THE WAGES OF VIRTUAL SIN: Financial predators
June 4th, 2009FRIAR BARNARDINE. Thou hast committed–
BARABAS. Fornication: but that was in another country,
And besides, the wench is dead.
- from “The Jew of Malta,” Christopher Marlowe, 1589/1590
Wars and calamities breed predators. Morality is almost always a casualty of the disorder following upon conflict and social upheaval. So we should not be surprised, however disgusted, that a new breed of predator has crawled out of the current financial wreckage. Desperate people facing the loss of their homes through foreclosure are an easy target.
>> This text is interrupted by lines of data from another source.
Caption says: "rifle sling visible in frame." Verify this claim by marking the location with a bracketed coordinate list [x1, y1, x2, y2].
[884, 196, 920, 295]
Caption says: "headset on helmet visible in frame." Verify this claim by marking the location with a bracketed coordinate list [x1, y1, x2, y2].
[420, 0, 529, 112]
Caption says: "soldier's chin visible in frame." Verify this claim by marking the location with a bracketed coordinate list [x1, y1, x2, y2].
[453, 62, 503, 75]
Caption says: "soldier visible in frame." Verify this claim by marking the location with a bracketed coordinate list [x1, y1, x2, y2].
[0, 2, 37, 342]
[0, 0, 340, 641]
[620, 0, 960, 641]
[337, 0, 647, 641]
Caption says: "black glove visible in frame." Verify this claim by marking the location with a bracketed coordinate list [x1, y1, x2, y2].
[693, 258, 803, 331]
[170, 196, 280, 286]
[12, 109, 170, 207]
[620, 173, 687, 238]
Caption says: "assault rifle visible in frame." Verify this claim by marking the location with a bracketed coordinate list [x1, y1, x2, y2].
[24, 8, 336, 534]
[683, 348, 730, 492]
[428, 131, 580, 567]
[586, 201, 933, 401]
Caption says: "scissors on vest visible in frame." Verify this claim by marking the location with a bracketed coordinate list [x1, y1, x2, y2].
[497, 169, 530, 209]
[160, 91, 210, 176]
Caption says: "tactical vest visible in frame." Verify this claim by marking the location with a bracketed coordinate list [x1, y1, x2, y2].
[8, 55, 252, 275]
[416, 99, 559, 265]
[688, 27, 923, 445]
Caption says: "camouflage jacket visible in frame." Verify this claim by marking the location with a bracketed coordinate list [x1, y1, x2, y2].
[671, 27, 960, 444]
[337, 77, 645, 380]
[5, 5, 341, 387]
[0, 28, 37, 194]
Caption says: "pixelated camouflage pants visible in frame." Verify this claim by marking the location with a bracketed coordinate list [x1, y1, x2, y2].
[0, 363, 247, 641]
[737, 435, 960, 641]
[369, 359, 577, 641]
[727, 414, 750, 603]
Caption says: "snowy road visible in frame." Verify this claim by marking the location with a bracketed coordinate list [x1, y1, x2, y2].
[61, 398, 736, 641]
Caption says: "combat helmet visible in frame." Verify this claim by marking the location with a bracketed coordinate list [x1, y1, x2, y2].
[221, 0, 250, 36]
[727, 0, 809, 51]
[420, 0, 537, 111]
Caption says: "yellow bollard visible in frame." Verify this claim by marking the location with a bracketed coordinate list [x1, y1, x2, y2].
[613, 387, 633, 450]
Some of the same unscrupulous operators who peddled subprime mortgages to people who could not afford them are now selling fraudulent remedies that purport to help homeowners avoid foreclosure.
According to the U.S. Federal Trade Commission:
Fraudulent foreclosure “rescue” professionals [aim] to make a quick profit through fees or mortgage payments they collect from you, but do not pass on to the lender. Sometimes, they assume ownership of your property by deceiving you, the homeowner. Then, when it’s too late to save your home, they take the property or siphon off the equity.
The scammers extract money from distressed homeowners in several different ways: by obtaining a fee in advance for promise of service; finagling a transfer of the property title to the ‘rescue’ firm by allowing the owner to remain as renter; claiming special relationship with or pretending to be the lender and having mortgage payments sent to the scammer’s address; and (illegally) charging a fee for modifying a mortgage under the new federal relief plan.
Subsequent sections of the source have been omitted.